イラン映画界の巨星、パナヒ監督の『熊は、いない』が描く社会の裏側とは?
ニューズウィーク日本版 / 2023年9月13日 10時30分
政治的な弾圧から逃れようとする男女と旧弊な風習から逃れようとする男女。イラン出身の評論家ハミッド・ダバシが『イラン、背反する民の歴史』に書いているように、イランでは世俗的な中流階級とより信心深い下層階級の間に深い溝がある。パラレルに展開する二組の男女の物語は、分断された双方の世界に光をあてているが、そこで際立つのは緻密な構成や巧みな話術だ。
本作では、パナヒが村に滞在しているという設定を最大限に生かすために、ある要素が重要な役割を果たしている。パナヒが村の写真を撮り始める前後に、そのヒントとなるエピソードが盛り込まれている。
カメラの介在と真実の探求
パナヒは、彼に部屋を貸している村人のガンバルが、川で行われる村の婚約の儀式を見に行くのを知って興味を覚え、カメラを渡して撮影してくるように頼む。ところが、戻ってきたガンバルの前でパナヒが動画を再生してみると、おかしなことになっている。ガンバルは、スタートと停止を逆に操作していたのだ。そこでパナヒは、「撮るべきときに止めて、止めるべきときに撮ったな」と語る。
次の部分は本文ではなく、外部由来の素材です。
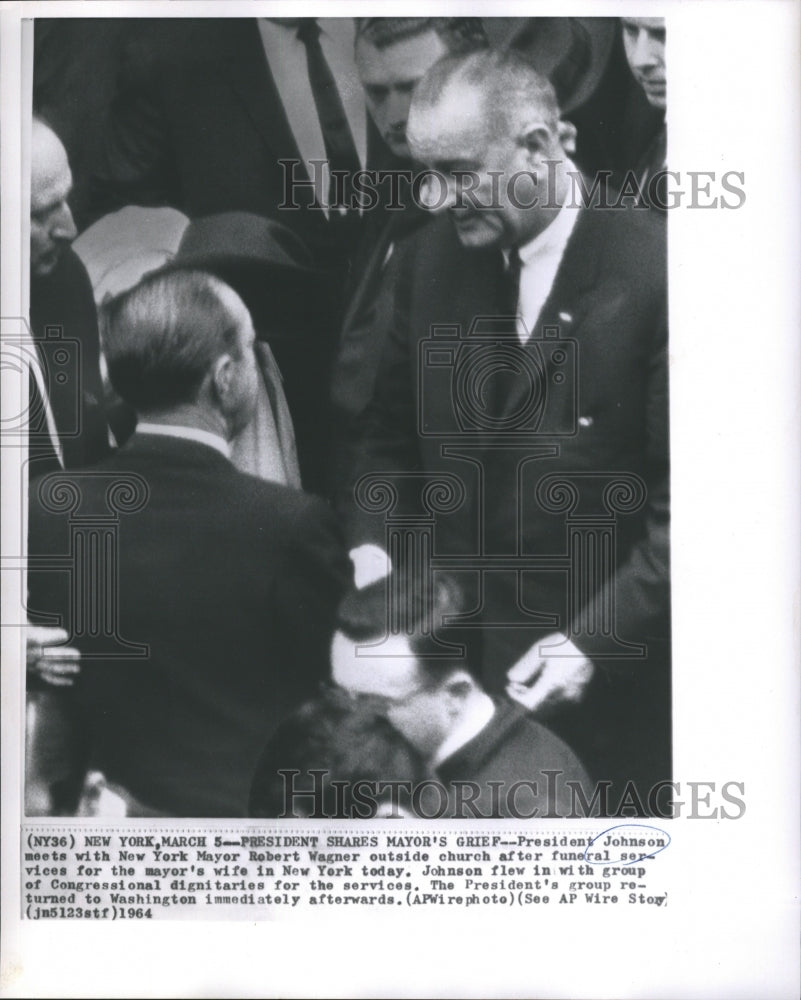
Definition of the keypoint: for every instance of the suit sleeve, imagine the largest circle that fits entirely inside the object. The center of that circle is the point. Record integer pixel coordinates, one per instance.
(386, 431)
(640, 588)
(316, 573)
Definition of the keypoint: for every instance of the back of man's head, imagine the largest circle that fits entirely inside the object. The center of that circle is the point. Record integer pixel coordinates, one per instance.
(412, 609)
(162, 337)
(457, 34)
(501, 87)
(52, 225)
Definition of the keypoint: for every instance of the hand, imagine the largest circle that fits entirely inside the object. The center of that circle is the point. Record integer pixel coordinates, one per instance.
(53, 663)
(551, 678)
(370, 563)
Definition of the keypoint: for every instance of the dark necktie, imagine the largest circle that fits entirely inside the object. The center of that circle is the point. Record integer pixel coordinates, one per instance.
(510, 285)
(340, 148)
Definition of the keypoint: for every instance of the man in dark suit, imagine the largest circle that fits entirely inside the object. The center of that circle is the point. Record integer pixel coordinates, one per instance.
(482, 749)
(251, 114)
(209, 613)
(527, 370)
(68, 426)
(392, 55)
(222, 114)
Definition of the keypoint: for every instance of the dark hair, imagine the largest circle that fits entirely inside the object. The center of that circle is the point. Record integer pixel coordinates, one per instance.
(344, 738)
(458, 34)
(405, 604)
(161, 337)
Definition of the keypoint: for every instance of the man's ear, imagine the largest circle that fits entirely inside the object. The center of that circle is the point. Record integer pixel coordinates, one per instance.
(537, 139)
(222, 374)
(567, 137)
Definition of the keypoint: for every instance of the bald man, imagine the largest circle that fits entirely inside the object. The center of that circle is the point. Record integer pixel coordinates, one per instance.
(68, 424)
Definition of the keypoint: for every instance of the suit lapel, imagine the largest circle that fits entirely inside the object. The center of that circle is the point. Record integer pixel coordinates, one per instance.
(567, 306)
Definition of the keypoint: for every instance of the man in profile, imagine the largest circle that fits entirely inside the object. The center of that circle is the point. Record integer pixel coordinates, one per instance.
(644, 44)
(211, 615)
(483, 750)
(68, 425)
(392, 56)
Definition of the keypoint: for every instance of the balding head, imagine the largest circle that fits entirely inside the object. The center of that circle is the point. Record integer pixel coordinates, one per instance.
(488, 124)
(492, 94)
(52, 225)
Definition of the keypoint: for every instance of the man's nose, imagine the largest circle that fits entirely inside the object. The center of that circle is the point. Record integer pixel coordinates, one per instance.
(64, 228)
(646, 51)
(438, 191)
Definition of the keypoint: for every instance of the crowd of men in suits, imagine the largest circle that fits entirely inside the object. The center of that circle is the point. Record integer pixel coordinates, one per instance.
(362, 477)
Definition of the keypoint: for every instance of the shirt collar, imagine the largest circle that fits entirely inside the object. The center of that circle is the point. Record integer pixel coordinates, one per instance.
(553, 239)
(476, 718)
(341, 29)
(209, 438)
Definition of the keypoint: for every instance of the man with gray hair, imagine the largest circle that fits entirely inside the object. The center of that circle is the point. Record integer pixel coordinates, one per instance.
(567, 391)
(228, 583)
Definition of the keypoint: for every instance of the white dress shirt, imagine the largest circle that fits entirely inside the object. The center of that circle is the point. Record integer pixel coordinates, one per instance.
(476, 718)
(540, 260)
(213, 440)
(286, 55)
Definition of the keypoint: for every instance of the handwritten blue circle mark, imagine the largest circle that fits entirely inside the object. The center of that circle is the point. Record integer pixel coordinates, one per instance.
(599, 854)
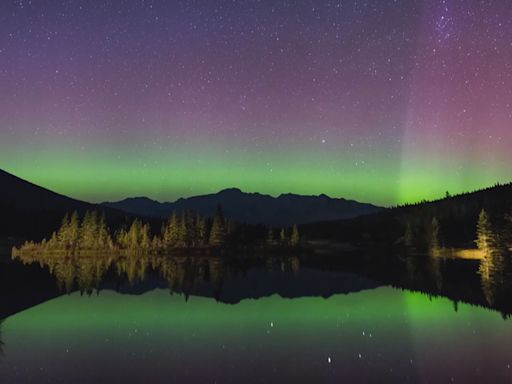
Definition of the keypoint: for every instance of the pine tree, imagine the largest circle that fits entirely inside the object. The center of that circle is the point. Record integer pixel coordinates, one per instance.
(62, 236)
(200, 230)
(218, 231)
(134, 235)
(295, 238)
(434, 243)
(270, 236)
(408, 235)
(104, 240)
(485, 238)
(74, 230)
(171, 233)
(145, 237)
(282, 236)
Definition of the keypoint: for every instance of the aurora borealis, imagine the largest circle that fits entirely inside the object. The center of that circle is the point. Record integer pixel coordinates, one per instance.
(380, 101)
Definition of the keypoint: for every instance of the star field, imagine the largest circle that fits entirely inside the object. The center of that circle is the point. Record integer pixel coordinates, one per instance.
(383, 101)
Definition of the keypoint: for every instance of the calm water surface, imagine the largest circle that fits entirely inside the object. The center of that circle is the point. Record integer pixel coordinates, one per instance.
(265, 324)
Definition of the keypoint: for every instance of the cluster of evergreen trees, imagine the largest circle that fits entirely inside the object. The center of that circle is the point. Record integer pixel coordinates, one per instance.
(89, 233)
(182, 231)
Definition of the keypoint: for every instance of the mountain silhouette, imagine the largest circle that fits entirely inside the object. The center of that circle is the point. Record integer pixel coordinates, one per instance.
(253, 208)
(31, 211)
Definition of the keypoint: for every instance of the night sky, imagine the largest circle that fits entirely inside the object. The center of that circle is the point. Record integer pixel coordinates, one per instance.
(379, 100)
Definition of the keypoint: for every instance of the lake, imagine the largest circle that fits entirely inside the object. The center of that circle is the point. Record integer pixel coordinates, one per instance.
(279, 320)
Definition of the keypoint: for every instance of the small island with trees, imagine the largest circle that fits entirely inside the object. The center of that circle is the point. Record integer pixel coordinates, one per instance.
(181, 233)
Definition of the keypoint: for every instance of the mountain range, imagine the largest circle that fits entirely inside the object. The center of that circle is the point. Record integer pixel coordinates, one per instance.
(252, 208)
(29, 210)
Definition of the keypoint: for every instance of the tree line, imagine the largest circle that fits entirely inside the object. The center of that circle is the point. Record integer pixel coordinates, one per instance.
(181, 231)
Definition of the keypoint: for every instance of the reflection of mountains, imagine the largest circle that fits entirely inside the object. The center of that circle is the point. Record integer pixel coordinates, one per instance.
(226, 281)
(232, 280)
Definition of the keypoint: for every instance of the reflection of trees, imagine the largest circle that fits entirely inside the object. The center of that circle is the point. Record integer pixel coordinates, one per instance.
(492, 264)
(183, 274)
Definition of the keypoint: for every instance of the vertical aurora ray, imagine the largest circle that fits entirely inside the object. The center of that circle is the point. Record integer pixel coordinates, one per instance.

ところがそこには、図らずも村人たちがパナヒについて語り合う会話が記録されている。「あの人はスパイかも」とか、「密出国する気かもしれないぞ」と語る村人たちに、ガンバルは、「僕は逮捕される? 何とかしないと」、「まさか、あの高級車を捨てていくはずがない」、「村長の紹介だぞ」と答えながら、不安を隠せない。
村の疑念とパナヒの立場
村人たちは、「パソコンで一日中誰かと話してる」、「1週間、部屋に籠ってる」、「きっとトラブルを起こすぞ」とも語る。彼らはパナヒがリモートで映画を撮っていることを知らないので、その行動が怪しく見える。冒頭で電波を捕えるために屋根に上ろうとしたパナヒは、ガンバルから覗いていると思われると止められるが、村人たちの方は彼を密かに見ている。
パナヒは本作で、単に社会や個人の裏と表を描くのではなく、そこに巧みにカメラを介在させて炙り出そうとする。本作は、ある場面や出来事が撮影された(撮影されなかった)ことをめぐって展開していく。『人生タクシー』では、パナヒが運転するタクシーに様々な人物が乗車することで社会が見えてきたが、本作もそれに通じるところがある。
村人の言葉にあったように、パナヒは部屋に籠り、自ら動くことはほとんどないが、登場人物たちの関係にカメラが介在することで彼が知らないところで物事が動き、向こうから登場人物たちが彼のもとにやってくる。